DNA methylation regulator-based signature for predicting clear cell renal cell carcinoma prognosis

• Published in: American journal of translational research Vol. 15; no. 4; pp. 2443 - 2459
• Main Authors: Gong, Wenliang, Yang, Runan, Wang, Zhenmeng
• Format: Journal Article
• Language: English
• Published: United States e-Century Publishing Corporation 01.01.2023
• Subjects: Original; DNA methylation; renal cell carcinoma; survival analysis; epigenetic regulators; prognostic signature
• ISSN: 1943-8141; 1943-8141

To investigate the role of DNA methylation regulators in the prognosis of clear cell renal cell carcinoma (ccRCC) and to construct a DNA methylation regulator-based signature for predicting patient outcome. Data from the TCGA dataset were downloaded and analyzed to identify differentially expressed DNA methylation regulators and their interaction as well as correlation. Consensus clustering was used to establish groups of ccRCC with distinct clinical outcomes. A prognostic signature based on two sets of DNA methylation regulators was established and validated in an independent cohort.
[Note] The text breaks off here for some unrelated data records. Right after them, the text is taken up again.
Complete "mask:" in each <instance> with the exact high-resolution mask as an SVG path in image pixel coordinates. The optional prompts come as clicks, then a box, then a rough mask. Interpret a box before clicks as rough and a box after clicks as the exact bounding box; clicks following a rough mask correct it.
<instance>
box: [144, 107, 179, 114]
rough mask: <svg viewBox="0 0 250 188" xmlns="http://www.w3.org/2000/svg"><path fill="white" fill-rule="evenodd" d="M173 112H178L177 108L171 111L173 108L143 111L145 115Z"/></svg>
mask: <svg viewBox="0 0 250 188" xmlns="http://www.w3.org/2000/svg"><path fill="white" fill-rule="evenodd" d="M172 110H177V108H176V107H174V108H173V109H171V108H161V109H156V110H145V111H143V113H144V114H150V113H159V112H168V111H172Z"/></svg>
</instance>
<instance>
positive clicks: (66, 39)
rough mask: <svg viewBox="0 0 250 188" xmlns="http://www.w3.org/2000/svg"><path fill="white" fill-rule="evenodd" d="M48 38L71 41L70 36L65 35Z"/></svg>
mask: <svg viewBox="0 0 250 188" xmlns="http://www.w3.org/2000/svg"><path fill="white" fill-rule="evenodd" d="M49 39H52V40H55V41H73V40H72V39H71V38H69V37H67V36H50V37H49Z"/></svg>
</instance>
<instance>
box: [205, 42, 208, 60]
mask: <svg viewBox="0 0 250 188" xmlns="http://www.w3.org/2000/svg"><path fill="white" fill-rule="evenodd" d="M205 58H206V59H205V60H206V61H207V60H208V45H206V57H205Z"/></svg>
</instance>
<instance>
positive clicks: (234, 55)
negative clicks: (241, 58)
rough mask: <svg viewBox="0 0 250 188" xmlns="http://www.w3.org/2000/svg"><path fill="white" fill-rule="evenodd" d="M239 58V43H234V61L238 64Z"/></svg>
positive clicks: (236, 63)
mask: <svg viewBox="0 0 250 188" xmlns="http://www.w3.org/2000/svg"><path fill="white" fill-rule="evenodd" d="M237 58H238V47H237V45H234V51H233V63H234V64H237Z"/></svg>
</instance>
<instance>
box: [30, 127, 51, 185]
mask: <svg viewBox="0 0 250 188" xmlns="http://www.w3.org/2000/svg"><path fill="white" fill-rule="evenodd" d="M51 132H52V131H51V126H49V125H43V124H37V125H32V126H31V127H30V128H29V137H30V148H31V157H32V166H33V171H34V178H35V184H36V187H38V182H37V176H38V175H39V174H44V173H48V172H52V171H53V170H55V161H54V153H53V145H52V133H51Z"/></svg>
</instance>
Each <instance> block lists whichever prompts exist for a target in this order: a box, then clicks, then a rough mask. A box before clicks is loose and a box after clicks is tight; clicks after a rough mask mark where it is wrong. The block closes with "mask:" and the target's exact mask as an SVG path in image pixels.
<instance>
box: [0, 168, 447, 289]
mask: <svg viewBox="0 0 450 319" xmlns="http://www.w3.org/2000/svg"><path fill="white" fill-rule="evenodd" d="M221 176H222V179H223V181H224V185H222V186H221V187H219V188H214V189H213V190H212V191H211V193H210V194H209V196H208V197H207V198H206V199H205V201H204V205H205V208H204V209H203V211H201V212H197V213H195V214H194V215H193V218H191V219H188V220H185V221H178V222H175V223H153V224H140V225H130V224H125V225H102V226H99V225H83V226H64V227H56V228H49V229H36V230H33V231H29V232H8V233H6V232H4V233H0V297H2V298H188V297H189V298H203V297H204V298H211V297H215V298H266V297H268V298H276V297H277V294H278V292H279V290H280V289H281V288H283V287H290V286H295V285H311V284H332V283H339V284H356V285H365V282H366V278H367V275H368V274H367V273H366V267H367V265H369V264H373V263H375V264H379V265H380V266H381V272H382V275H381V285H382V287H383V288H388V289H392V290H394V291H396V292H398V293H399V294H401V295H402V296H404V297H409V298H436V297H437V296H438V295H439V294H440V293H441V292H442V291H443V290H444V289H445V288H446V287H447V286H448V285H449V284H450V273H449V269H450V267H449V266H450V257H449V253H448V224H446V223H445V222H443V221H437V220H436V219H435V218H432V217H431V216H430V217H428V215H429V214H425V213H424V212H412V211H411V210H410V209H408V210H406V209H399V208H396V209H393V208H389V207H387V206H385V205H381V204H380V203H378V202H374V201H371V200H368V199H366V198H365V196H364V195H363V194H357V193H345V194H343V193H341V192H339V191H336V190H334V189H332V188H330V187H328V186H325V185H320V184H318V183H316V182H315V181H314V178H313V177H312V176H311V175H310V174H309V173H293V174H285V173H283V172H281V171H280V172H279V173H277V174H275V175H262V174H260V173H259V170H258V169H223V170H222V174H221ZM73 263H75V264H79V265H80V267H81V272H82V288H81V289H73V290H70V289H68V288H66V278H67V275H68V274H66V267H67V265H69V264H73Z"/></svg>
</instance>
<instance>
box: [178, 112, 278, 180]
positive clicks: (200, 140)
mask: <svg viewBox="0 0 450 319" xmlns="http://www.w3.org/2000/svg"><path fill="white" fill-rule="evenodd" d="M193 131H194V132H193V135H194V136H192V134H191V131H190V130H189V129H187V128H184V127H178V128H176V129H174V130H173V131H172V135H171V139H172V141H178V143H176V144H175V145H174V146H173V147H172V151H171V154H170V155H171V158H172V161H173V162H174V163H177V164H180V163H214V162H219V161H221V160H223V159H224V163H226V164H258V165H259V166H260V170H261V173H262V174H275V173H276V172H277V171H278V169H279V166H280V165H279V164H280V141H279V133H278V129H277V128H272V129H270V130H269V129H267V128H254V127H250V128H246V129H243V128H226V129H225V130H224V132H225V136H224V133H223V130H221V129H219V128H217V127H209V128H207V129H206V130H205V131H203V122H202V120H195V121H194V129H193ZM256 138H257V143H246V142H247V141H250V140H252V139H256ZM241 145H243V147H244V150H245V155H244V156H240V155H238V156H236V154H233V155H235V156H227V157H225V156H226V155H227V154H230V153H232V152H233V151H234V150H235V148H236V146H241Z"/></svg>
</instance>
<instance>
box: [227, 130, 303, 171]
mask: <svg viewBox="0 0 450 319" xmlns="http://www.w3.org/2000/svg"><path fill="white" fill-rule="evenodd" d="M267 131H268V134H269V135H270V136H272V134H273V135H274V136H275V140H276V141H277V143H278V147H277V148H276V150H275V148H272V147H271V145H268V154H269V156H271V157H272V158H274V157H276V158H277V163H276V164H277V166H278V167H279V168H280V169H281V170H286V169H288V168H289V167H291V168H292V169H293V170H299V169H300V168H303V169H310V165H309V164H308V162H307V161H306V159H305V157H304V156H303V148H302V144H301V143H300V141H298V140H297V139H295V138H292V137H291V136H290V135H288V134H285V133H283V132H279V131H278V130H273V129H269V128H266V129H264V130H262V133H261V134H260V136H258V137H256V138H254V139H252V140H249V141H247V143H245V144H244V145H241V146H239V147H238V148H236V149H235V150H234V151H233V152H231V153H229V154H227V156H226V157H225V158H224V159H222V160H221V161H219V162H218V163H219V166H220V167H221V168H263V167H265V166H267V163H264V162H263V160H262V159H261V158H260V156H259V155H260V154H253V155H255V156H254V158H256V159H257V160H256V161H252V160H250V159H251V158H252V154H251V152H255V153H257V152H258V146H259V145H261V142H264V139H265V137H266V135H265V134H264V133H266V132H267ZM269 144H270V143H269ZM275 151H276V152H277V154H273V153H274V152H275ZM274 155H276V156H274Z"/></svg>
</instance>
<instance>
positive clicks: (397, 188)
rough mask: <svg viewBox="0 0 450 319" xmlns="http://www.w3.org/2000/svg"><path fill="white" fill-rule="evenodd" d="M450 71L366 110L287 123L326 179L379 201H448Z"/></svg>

Our analysis revealed that the expression levels of DNMT3B, MBD1, SMUG1, DNMT1, DNMT3A, TDG, TET3, MBD2, UHRF2, MBD3, UHRF1, and TET2 were significantly upregulated in ccRCC samples, while UNG, ZBTB4, TET1, ZBTB38, and MECP2 were markedly downregulated. UHRF1 was identified as a hub gene in the DNA methylation regulator interaction network. Significant differences were found regarding overall survival, gender, tumor status, and grade between ccRCC patients in the two risk groups. The prognostic signature, based on two sets of DNA methylation regulators, was an independent prognostic indicator, and these findings were validated in an external, independent cohort. The study provides evidence that DNA methylation regulators play a significant role in the prognosis of ccRCC and the developed DNA methylation regulator-based signature could effectively predict patient outcome.